The close readings that provide the substance of this book mean that it will be a significant aid to students of its major texts and, since its overarching theme engages the nature of philosophical and imaginative thought as such, it should be a more general resource for all students of philosophy or literature. Within its closely focused textual argument and scholarship it engages the most fundamental questions. Human beings characteristically and properly reason about their experience but reason itself cannot explain fundamental values or motivation. In a broad non-sectarian sense, these are ultimately a matter of existential, which is to say religious, commitment, whether consciously or not, and in that respect it is notable that Warner's choice of texts encompasses several thinkers not so much expressing as exploring the nature of religious faith. It might be objected that religious faith is a special and limiting case for considering the bounds of reason. But the objection can be reversed in so far as formal religious adherence brings into consciousness existential commitments which are otherwise difficult to make properly self-conscious, let alone to justify.

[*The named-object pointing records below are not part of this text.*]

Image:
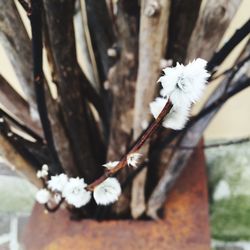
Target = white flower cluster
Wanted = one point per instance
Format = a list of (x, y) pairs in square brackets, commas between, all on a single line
[(73, 190), (183, 86)]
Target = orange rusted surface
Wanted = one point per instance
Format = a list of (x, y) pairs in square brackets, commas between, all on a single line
[(185, 226)]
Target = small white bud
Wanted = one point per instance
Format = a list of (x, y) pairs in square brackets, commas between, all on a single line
[(107, 192), (58, 182), (75, 193), (110, 164), (42, 196), (134, 159)]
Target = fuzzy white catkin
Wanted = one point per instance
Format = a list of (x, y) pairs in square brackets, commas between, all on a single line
[(110, 164), (107, 192), (58, 182), (182, 85), (134, 159), (42, 196), (175, 119), (75, 193)]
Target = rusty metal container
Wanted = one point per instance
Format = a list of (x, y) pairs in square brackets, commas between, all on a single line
[(185, 226)]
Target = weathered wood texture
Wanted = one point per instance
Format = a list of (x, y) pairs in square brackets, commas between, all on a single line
[(22, 166), (15, 43), (59, 16), (190, 138), (210, 27), (181, 228), (102, 35), (14, 103), (152, 46), (122, 79)]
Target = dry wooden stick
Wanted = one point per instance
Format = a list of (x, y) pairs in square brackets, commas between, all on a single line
[(152, 45), (36, 29), (191, 137), (71, 87), (13, 37), (121, 81), (13, 156), (137, 146), (14, 103)]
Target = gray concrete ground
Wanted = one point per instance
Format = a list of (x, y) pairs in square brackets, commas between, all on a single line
[(17, 199)]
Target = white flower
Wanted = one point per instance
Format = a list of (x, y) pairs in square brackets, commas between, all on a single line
[(175, 119), (107, 192), (184, 84), (42, 196), (43, 172), (58, 182), (134, 159), (110, 164), (57, 198), (75, 193)]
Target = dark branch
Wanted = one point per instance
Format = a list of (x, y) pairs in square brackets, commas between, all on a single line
[(237, 37), (36, 29)]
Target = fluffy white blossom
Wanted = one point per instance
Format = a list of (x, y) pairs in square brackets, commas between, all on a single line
[(184, 84), (58, 182), (175, 119), (107, 192), (110, 164), (75, 193), (43, 196), (43, 172), (57, 198), (134, 159)]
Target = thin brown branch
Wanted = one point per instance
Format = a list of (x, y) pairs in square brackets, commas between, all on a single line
[(72, 98), (137, 146), (190, 138), (153, 20), (14, 39), (14, 103)]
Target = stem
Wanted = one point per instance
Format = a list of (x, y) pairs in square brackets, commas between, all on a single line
[(36, 28), (219, 56), (140, 142), (22, 126)]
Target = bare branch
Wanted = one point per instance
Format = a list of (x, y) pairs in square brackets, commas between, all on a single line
[(14, 103), (14, 39), (59, 14), (152, 45), (191, 137), (21, 165)]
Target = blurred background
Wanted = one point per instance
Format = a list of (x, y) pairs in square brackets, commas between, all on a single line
[(228, 166)]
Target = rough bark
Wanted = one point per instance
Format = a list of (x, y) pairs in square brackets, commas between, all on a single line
[(85, 52), (59, 16), (210, 27), (14, 39), (14, 103), (122, 77), (190, 138), (19, 164), (102, 36), (152, 46)]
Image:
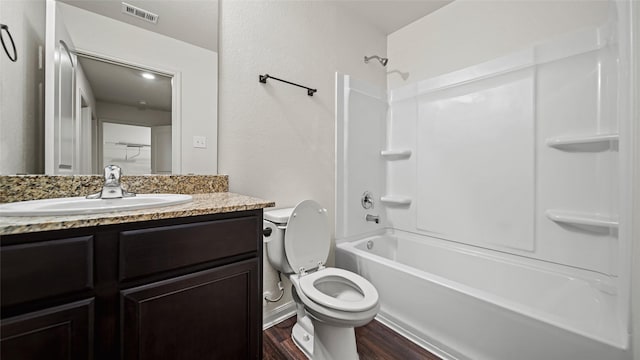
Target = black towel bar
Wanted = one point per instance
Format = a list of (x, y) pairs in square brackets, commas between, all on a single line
[(263, 79)]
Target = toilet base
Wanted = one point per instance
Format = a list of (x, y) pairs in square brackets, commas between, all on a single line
[(320, 341), (303, 338)]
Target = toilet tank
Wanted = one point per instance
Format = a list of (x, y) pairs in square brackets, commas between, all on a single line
[(277, 221)]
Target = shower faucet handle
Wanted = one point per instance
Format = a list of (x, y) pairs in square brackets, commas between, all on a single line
[(367, 200)]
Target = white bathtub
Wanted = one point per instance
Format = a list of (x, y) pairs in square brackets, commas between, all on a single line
[(466, 304)]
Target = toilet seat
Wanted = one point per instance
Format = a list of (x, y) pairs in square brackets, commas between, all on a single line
[(368, 294)]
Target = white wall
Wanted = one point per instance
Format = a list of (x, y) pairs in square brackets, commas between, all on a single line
[(197, 68), (635, 267), (466, 33), (276, 142), (22, 88)]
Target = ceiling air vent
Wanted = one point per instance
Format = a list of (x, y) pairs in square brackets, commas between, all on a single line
[(139, 13)]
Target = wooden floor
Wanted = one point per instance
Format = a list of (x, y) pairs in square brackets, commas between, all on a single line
[(374, 341)]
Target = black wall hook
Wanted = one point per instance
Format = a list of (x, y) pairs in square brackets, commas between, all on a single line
[(263, 79), (5, 28)]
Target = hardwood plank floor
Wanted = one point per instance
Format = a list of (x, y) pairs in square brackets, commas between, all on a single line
[(374, 341)]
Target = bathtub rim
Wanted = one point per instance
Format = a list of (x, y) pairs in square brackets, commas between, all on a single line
[(619, 341)]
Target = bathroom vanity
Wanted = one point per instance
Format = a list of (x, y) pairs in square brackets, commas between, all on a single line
[(181, 283)]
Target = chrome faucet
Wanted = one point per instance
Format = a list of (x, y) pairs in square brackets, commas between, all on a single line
[(111, 189)]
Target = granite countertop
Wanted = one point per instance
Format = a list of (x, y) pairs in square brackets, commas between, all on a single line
[(202, 204)]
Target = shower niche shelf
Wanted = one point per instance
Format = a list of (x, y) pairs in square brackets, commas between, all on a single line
[(577, 218), (395, 154), (396, 200), (584, 142)]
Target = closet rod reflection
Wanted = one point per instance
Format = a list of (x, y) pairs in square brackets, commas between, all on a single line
[(263, 79)]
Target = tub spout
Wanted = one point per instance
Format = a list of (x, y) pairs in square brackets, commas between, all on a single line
[(374, 218)]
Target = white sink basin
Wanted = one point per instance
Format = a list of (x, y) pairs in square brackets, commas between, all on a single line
[(82, 205)]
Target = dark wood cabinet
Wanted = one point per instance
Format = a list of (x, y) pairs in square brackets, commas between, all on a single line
[(188, 310), (184, 288), (63, 332)]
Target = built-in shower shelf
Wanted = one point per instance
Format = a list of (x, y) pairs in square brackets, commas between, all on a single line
[(396, 200), (577, 218), (395, 154), (583, 141)]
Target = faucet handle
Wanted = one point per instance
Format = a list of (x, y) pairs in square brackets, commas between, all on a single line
[(112, 174)]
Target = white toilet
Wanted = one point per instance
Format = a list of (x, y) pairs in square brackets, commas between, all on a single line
[(331, 301)]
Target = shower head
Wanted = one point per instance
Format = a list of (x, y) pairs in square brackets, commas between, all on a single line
[(382, 61)]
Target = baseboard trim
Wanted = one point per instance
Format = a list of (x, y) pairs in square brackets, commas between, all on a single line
[(415, 339), (278, 315)]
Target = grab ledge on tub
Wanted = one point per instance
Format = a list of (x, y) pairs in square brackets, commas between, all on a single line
[(396, 200), (578, 218)]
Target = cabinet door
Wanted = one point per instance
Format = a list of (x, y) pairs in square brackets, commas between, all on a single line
[(212, 314), (60, 333)]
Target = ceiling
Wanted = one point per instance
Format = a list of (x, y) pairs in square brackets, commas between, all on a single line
[(391, 15), (196, 21), (126, 86), (192, 21)]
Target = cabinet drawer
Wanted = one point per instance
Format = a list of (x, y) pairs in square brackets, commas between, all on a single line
[(45, 269), (147, 251)]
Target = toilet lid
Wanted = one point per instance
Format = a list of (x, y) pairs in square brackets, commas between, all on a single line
[(307, 240)]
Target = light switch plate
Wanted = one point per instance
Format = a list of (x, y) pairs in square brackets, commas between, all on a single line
[(200, 142)]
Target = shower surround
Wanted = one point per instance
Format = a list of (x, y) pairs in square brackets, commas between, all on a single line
[(503, 191)]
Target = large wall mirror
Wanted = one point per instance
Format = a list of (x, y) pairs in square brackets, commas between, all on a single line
[(111, 82)]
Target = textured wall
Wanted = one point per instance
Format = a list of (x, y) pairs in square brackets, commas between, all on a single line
[(22, 89), (276, 142)]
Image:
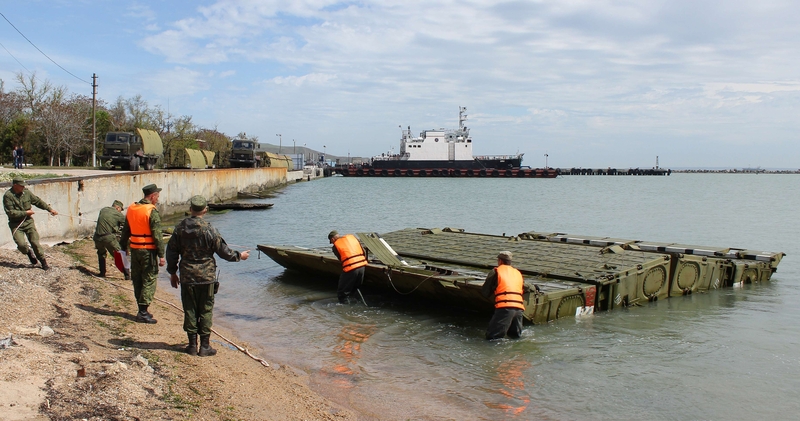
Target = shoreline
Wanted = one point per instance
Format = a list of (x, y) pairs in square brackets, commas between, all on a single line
[(94, 362)]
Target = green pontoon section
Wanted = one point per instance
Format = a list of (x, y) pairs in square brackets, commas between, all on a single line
[(565, 276)]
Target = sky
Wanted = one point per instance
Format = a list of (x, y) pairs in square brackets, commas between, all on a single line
[(589, 83)]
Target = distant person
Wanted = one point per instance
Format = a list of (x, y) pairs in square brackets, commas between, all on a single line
[(142, 230), (348, 250), (109, 224), (506, 285), (17, 203), (20, 157), (191, 250)]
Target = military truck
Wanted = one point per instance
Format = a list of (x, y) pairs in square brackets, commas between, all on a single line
[(131, 150), (247, 153)]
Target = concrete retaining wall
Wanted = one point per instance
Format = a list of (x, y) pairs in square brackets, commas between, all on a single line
[(78, 200)]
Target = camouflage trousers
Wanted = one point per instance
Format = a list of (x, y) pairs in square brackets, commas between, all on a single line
[(198, 308), (27, 229), (144, 273), (106, 244)]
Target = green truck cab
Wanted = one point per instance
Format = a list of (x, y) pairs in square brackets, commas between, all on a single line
[(247, 154), (131, 151)]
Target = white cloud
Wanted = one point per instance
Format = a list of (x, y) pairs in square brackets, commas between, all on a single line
[(178, 81), (310, 79)]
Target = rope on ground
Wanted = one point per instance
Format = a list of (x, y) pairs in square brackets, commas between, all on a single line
[(234, 344), (76, 217)]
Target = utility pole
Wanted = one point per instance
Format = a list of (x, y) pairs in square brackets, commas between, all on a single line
[(94, 120)]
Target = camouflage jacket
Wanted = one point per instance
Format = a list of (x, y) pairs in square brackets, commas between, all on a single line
[(109, 222), (192, 247), (16, 206)]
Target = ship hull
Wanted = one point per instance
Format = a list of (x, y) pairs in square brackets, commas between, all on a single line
[(443, 170)]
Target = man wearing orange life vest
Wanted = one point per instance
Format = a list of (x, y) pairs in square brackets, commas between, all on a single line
[(505, 284), (142, 229), (348, 250)]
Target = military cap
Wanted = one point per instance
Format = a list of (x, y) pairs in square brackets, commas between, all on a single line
[(150, 189), (197, 203)]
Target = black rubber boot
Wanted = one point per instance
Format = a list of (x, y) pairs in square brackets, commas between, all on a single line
[(32, 257), (205, 347), (101, 264), (144, 316), (191, 349)]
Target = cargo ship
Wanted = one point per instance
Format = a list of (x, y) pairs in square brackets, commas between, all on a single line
[(442, 153), (565, 275)]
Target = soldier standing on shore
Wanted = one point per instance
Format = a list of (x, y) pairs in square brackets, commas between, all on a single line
[(142, 229), (191, 248), (17, 203), (109, 224)]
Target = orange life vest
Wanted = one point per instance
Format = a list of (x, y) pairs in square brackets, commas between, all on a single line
[(139, 220), (350, 253), (508, 293)]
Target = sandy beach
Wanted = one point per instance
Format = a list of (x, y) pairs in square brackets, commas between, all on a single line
[(76, 353)]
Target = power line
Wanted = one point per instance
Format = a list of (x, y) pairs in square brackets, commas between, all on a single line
[(12, 56), (34, 46)]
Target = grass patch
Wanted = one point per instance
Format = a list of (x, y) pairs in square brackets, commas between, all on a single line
[(120, 299), (177, 401), (72, 250)]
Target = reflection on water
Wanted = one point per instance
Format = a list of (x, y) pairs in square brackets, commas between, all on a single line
[(511, 376), (347, 352), (705, 356)]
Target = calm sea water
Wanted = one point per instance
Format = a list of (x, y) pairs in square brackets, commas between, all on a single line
[(728, 354)]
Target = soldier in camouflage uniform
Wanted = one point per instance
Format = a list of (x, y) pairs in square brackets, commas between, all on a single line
[(142, 232), (192, 245), (109, 223), (17, 203)]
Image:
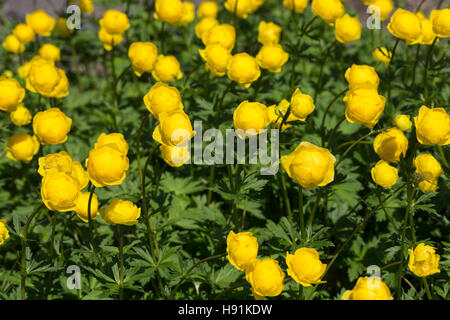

In this respect, one way of thinking about the difference between philosophy and poetry is that philosophy seeks as far as possible to give an objective rational framework to a view of life while poetry embodies, rather than states, a world view. In doing so poetry, as Warner shows, encompasses critique: it may subject its world to internal critique as well as allowing a reader to assess its world view overall. Imaginative literature lets us know from the inside what it is actually like to have such a world rather than 'knowing' it as a set of abstract propositions or by external observation. In that respect, it is not surprising that, while much of the day-to-day business of academic philosophy is properly conducted as minute rational argument, the great philosophical systems are as much poetic as rational in their exposition. By the same token, the most effective opposition to a philosophical system may be a well-aimed metaphor as Nietzsche showed when he called Kant a 'concept cripple'. Warner is no Nietzschean iconoclast and, since it is notoriously difficult to penetrate the intellectual confidence of a self-declared rationalist, this book, which seeks to persuade rather than compel, is likely to be best appreciated by readers with finesse. But it amply illustrates how poetry is the unconscious of blinkered rationalism. When Heidegger said that poetry and thought must 'neighbour' each other, he meant that they are mutually dependent but must not be identified or confused with each other. Warner's book is an exemplary study in, and demonstration of, the elusive interactions between these modes of awareness.

The educative value of the book lies in its pervasive subtle consciousness of how image and idea, or rational argument and poetic movement, interact in mutually reinforcing, as well as modifying, ways. The profit is in the process rather than the product and some readers may feel the portable conclusion is comparatively meagre. But this is in the nature of the case. While some academic careers are built on the successful exploitation of eye-catching half-truths, Warner characteristically does the opposite: patiently unpicking the accretion of half-truths to reach a perhaps unsurprising interpretation but with a fresh depth and completeness of understanding. Schiller remarked that the first effect of philosophical reflection is often to destroy a common sense view of things, but its final and proper effect is to restore common sense at a higher level of appreciation. Whatever its general validity, Schiller's observation catches the spirit of Warner's contribution to literary and philosophical thought.